Interview with Robert Treat, Postgres Technical Fellow at Instaclustr

“PostgreSQL has reached every part of industry and every part of government”

© Shutterstock / Renee Heetfeld

We had a chat with Robert Treat, Postgres Technical Fellow at the open source data platform company Instaclustr about PostgreSQL’s popularity, its use cases, and which open source technologies it pairs with. Learn how IT teams and organizations can overcome hurdles when scaling PostgreSQL.

JAXenter: PostgreSQL has been growing in popularity as a SQL alternative to Oracle, SQL Server, and others; what use cases is the open source database best suited for, and when isn’t PostgreSQL going to be a fit?

Robert Treat: What Postgres does best is provide you with an enterprise-level database with all the advanced features at an unbeatable price combined and with extremely flexible open source licensing. Because it can provide so many different query and schema options, it is really great for prototyping new services and applications where you don’t fully know what functionality you need from your datastore (but you do know you’ll want to be able to do basic analysis of the data you have, to determine how it all fits together).
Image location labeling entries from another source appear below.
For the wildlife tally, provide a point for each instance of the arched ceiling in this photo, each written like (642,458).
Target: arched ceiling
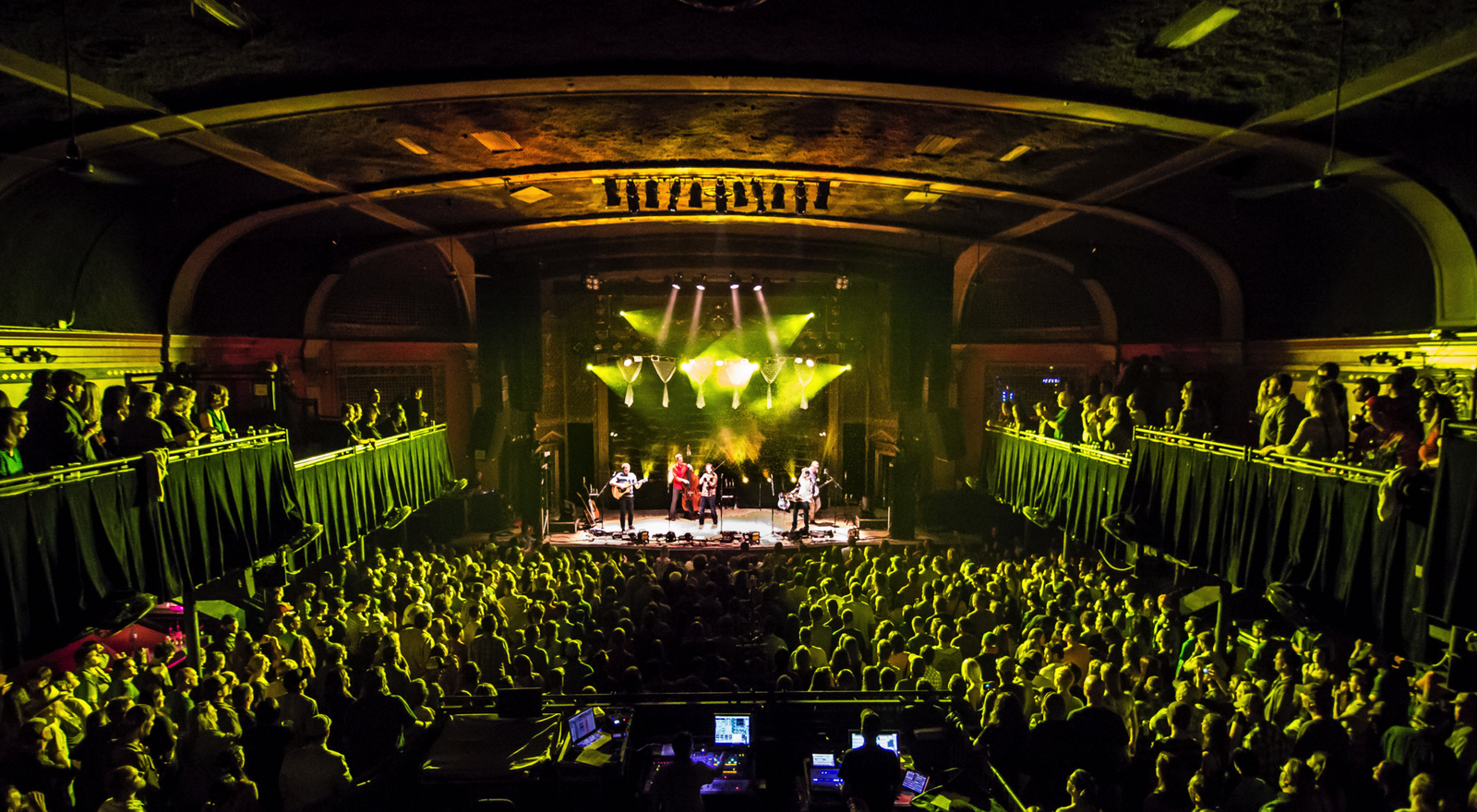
(255,170)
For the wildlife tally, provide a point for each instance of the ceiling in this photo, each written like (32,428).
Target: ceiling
(240,176)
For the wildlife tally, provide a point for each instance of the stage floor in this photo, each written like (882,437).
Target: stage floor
(831,528)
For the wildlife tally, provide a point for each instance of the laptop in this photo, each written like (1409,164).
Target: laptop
(913,786)
(888,740)
(731,730)
(583,731)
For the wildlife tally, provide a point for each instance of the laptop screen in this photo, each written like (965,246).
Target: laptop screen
(731,730)
(888,740)
(582,723)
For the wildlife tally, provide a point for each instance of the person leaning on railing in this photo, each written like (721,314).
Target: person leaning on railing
(59,436)
(144,432)
(211,418)
(177,405)
(12,428)
(1321,435)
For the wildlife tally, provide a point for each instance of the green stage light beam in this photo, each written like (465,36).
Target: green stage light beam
(787,386)
(607,376)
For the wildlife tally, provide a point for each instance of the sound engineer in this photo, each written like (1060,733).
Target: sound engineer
(678,786)
(871,772)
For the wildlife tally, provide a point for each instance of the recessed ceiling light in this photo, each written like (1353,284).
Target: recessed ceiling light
(413,147)
(934,145)
(531,196)
(922,197)
(497,140)
(1016,152)
(1194,26)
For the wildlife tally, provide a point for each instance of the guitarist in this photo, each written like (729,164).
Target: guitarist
(624,486)
(679,477)
(805,492)
(708,489)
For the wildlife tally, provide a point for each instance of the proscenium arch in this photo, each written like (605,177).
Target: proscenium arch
(1451,253)
(197,265)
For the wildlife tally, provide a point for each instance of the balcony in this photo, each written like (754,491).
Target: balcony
(73,536)
(1255,520)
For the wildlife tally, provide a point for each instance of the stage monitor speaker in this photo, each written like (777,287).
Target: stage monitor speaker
(947,435)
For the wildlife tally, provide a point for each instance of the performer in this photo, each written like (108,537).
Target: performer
(805,492)
(678,477)
(624,487)
(708,489)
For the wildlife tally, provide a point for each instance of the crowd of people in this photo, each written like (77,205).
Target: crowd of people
(66,420)
(1396,423)
(1083,687)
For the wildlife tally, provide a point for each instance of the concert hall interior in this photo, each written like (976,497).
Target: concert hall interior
(1049,359)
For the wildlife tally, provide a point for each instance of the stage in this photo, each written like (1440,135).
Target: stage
(832,528)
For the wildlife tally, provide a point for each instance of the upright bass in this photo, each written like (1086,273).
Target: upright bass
(690,501)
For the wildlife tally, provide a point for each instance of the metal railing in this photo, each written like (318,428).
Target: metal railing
(1318,467)
(90,470)
(352,450)
(1090,452)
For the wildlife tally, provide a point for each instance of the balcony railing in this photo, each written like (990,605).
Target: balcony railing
(1240,516)
(356,491)
(73,536)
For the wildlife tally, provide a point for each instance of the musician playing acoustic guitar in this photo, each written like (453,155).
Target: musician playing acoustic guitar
(805,492)
(624,487)
(679,477)
(708,489)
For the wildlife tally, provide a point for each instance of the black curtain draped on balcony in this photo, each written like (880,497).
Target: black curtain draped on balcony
(1250,523)
(1253,524)
(1061,484)
(66,546)
(351,495)
(1454,535)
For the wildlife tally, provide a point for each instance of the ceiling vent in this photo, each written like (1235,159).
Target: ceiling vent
(1016,152)
(531,196)
(934,145)
(922,197)
(413,147)
(497,140)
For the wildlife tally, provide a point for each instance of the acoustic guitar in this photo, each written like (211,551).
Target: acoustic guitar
(620,492)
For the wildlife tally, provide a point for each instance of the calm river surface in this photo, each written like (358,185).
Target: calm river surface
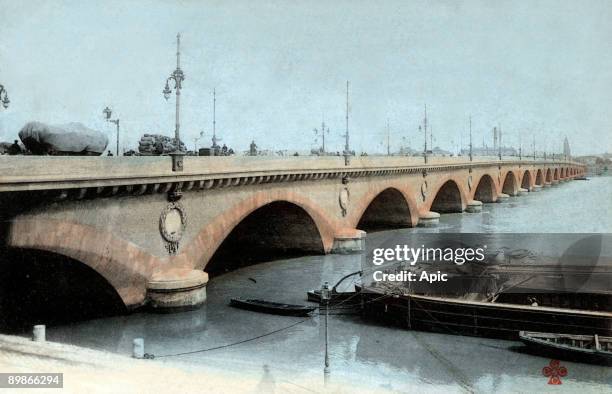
(378,357)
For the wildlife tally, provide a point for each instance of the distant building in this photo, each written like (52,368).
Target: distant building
(489,151)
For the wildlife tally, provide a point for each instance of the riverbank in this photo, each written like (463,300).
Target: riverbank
(94,371)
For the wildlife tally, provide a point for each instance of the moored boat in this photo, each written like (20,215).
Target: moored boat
(480,318)
(274,308)
(590,348)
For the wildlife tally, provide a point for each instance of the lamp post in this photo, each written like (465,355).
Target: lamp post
(424,135)
(4,97)
(108,112)
(322,131)
(177,77)
(195,142)
(325,296)
(499,141)
(470,138)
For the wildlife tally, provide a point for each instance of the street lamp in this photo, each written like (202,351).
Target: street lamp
(4,97)
(347,150)
(108,112)
(177,77)
(424,134)
(322,131)
(325,296)
(470,138)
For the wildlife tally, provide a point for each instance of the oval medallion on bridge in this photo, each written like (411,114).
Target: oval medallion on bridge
(343,199)
(424,190)
(172,224)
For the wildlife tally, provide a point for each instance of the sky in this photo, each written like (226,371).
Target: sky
(541,69)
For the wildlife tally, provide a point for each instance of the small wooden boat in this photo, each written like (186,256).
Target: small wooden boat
(335,296)
(591,348)
(274,308)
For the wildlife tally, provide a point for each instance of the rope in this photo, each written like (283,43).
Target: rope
(152,356)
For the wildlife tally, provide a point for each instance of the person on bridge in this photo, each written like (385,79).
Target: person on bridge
(15,149)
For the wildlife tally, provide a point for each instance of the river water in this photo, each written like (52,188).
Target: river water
(369,356)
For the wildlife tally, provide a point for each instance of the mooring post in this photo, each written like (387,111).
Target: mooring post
(138,348)
(38,333)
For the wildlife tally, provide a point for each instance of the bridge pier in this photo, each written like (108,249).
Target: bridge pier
(349,241)
(429,219)
(474,206)
(178,289)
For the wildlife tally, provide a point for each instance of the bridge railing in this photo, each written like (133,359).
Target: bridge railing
(50,172)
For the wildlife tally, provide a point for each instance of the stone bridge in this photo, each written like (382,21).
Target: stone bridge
(153,234)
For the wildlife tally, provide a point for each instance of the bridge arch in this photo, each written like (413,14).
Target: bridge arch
(510,184)
(539,177)
(485,190)
(389,209)
(201,249)
(526,182)
(548,175)
(276,229)
(41,286)
(448,198)
(122,264)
On the operations side, the lightweight install and simple licensing make it a great option for building (or migrating) more traditional RDBMS-based applications and services into a DevOps-oriented deployment and production system.

That said, one of the great things about the current state of open source databases is that you can find a lot of purpose-built solutions that can make trade-offs to optimize for specific use cases. As an example, Postgres has some of the best full-text search capabilities you will find in an RDBMS, and we often suggest that folks building new applications should “Just Use Postgres” for full-text searching until they understand whether that’s going to be a mission critical service. If that turns out to be the case, then you can bring in Elasticsearch and run Open Distro in all its glory. Similarly, for something like CDC pipelines or building message brokers, you can do that in Postgres, but it might be a lot easier to turn to something like Apache Kafka.

SEE ALSO: “Cloud technology makes experimentation cheap”

JAXenter: For teams building up an open source data stack, what other open source technologies does PostgreSQL pair well with?

Robert Treat: There’s been growing popularity – and rightfully so – building open source data-layers around PostgreSQL, Apache Cassandra, and Apache Kafka. As an overall data strategy, this open source triad can create a sturdy three-legged stool at a fraction of the cost of proprietary solutions. PostgreSQL obviously brings particularly advanced relational database capabilities for structured data.

Apache Cassandra continues to prove its power as an enterprise-trusted open source NoSQL database (and expect adoption to only increase as Cassandra 4.0 hits general availability relatively soon). Apache Kafka then delivers open source data stream processing capabilities that are second to none. Combined, these three open source technologies play particularly complimentary roles to the data backbone they provide IT teams. And – importantly – all three work exceptionally well in their pure open source versions without the need to pony up for open core or proprietary alternatives.

JAXenter: PostgreSQL can be quick to set up but a challenge at scale. Specifically, what are the biggest hurdles to scale and optimization that IT teams need to understand, and how can they overcome them?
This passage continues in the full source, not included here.